J’ai pivoté de nouveau, faisant à contrecœur de la place à ce nouveau président dans mon roman, essayant d’éviter de le désigner par son nom, et, trouvant cet exploit impossible, de le nommer. Les conversations ont changé, trois scènes de table ont muté pour rattraper le moment politique actuel, et les disputes entre les personnages se sont enchevêtrées, démêlées et ré-enchevêtrées alors que les nouvelles changeaient chaque semaine et, chaque semaine, le nombre de pages du roman augmentait et diminuait, comme un accordéon. entrer et sortir.
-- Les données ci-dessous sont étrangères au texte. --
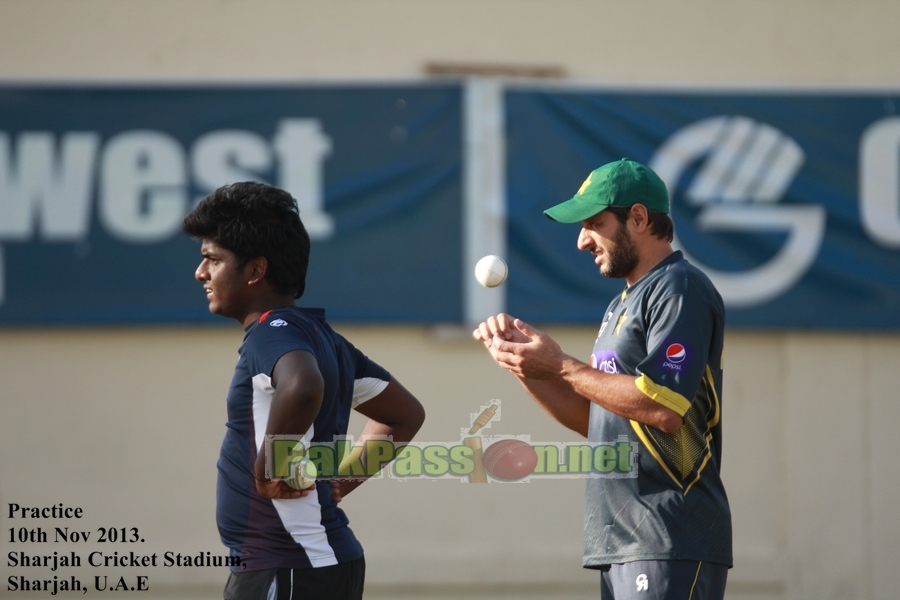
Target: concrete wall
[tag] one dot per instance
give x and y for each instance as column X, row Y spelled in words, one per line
column 126, row 423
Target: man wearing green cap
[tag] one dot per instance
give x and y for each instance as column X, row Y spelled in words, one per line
column 654, row 378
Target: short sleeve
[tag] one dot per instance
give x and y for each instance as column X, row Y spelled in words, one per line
column 679, row 336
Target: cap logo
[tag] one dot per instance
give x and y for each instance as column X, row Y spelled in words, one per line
column 584, row 185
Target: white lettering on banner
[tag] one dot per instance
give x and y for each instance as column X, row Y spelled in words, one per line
column 748, row 167
column 144, row 175
column 302, row 148
column 39, row 185
column 227, row 156
column 142, row 186
column 879, row 181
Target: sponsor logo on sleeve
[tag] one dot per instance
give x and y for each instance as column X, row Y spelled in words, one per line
column 606, row 361
column 676, row 357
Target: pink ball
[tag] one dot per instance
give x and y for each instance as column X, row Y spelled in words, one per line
column 510, row 459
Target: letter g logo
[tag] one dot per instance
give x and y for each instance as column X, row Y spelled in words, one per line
column 747, row 166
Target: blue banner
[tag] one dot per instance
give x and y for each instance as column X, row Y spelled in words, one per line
column 94, row 183
column 789, row 201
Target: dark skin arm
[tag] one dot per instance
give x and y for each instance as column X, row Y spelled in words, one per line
column 393, row 413
column 299, row 389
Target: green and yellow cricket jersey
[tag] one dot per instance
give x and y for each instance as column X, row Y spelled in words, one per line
column 667, row 330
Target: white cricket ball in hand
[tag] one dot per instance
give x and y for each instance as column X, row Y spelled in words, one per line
column 491, row 271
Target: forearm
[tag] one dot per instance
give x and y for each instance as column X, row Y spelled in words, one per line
column 394, row 414
column 617, row 393
column 560, row 401
column 375, row 431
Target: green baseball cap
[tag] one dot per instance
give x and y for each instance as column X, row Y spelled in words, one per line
column 620, row 183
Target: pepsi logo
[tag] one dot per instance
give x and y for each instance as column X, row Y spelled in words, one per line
column 675, row 353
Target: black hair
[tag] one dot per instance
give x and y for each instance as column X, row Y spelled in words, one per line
column 660, row 224
column 254, row 219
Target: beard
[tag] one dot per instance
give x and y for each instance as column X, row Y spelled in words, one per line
column 622, row 257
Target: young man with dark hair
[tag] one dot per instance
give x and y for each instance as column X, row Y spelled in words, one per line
column 654, row 382
column 295, row 376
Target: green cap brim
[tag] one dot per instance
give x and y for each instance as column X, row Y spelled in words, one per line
column 574, row 210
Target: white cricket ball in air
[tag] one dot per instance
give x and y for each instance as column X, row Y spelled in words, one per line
column 491, row 271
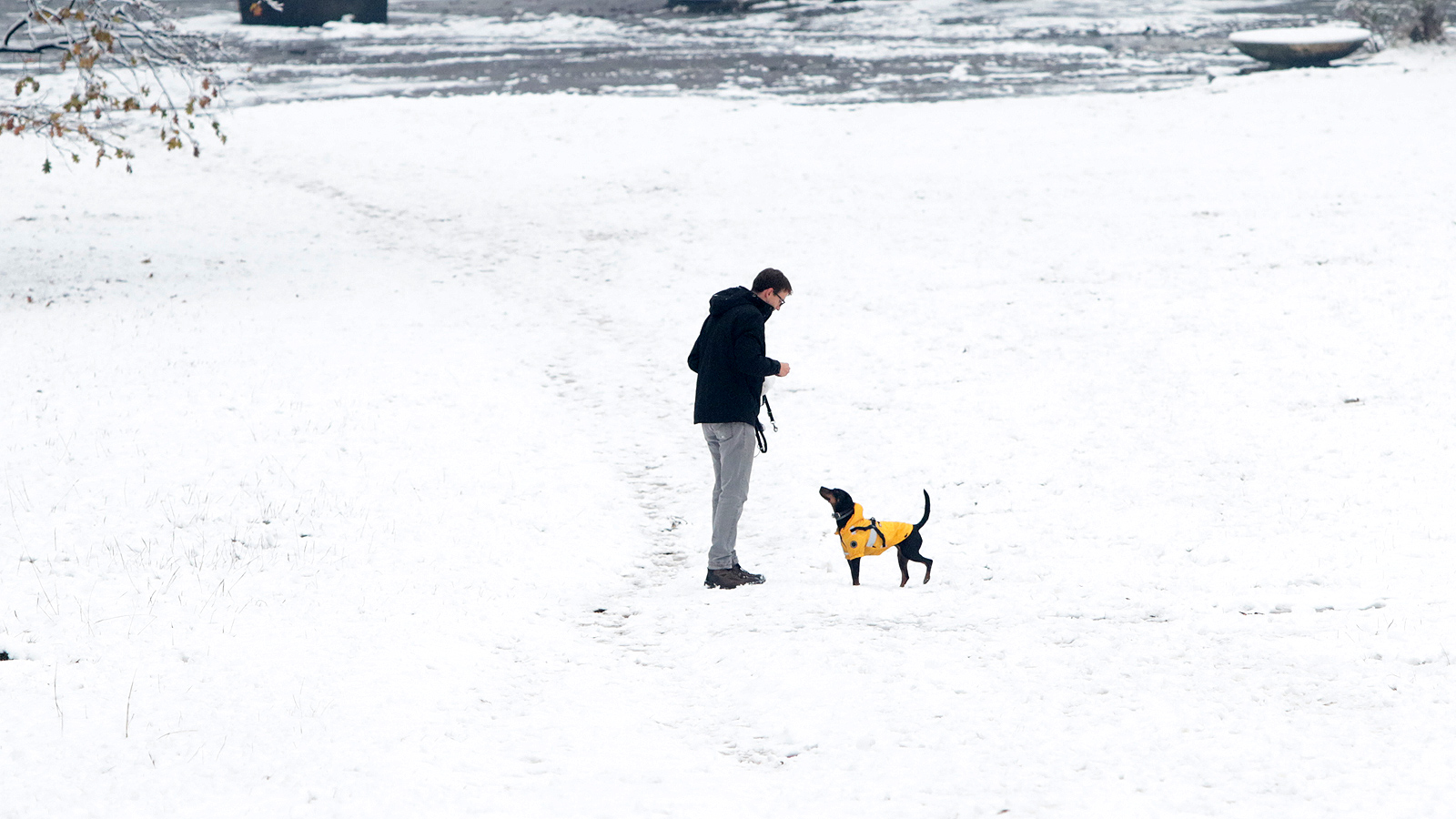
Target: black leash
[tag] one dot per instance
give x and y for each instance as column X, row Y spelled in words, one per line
column 763, row 440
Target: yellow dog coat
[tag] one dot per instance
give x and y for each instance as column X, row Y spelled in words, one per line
column 863, row 537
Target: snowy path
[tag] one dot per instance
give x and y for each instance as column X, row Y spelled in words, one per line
column 317, row 489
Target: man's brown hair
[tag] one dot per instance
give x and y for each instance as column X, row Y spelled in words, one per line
column 775, row 278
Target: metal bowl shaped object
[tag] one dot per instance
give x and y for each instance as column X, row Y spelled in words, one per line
column 1299, row 47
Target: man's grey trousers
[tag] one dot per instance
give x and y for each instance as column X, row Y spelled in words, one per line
column 733, row 448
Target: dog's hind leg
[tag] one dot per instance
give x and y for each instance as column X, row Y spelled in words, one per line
column 910, row 550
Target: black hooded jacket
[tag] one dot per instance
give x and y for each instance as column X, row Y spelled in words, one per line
column 730, row 359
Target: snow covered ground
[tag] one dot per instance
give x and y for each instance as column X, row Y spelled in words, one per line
column 349, row 470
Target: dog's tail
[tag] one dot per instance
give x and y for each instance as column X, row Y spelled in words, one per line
column 926, row 516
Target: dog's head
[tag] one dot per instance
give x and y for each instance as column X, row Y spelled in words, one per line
column 839, row 500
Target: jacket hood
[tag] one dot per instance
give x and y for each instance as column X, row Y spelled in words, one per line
column 725, row 300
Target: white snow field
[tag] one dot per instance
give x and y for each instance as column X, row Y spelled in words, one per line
column 349, row 471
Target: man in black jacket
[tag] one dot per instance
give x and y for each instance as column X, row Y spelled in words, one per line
column 732, row 365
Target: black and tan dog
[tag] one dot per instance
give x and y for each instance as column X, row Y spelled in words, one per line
column 863, row 537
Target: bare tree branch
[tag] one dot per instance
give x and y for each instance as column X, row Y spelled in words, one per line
column 121, row 62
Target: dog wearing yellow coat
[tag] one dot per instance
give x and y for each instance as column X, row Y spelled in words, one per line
column 863, row 537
Les moments qui semblaient énormes et dignes d’intérêt, comme le faux pas sur le canapé / téléphone de Kellyanne Conway en février 2017, semblaient énormes à l’époque, et mes personnages se sont disputés à ce sujet. Mais, en 2018, une fois que j’ai commencé à réduire Lake Life de 525 pages gonflées à un format plus gérable 300 pages, personne ne se souvenait de ce dont je parlais, et mon éditeur et moi avons convenu que la convo devait disparaître. C’est un exemple, mais je mentirais si je disais qu’il n’y en avait pas plusieurs dizaines. En tant qu’écrivain débutant, j’ai tendance à mettre dans ma fiction les choses que j’aime (oiseaux, musique, livres, art), les endroits que j’aime (Floride, Arizona, New York, les Carolines) , et tout ce à quoi je pense en ce moment (généralement tout ce qui est sur l’actualité ou au centre du débat public). Mais ce qui fonctionne pour les oiseaux et les endroits que j’aime fonctionne moins bien avec le cycle d’information de 24 heures. Les sujets et arguments qui semblent viscéraux et pertinents sont souvent oubliés un an plus tard, parfois un jour plus tard.

La révision aurait pu durer éternellement si mon agent et mon rédacteur en chef et moi-même n’avions pas choisi de date de publication, ce qui m’a obligé à planter le roman fermement en 2018. Peu importe ce qui s’est passé entre l’automne 2018, lorsque j’ai commencé à tailler la version finale, et l’été de 2020, date à laquelle le roman serait publié, le livre serait, pour le meilleur ou pour le pire, aussi opportun ou intempestif, fixé en 2018.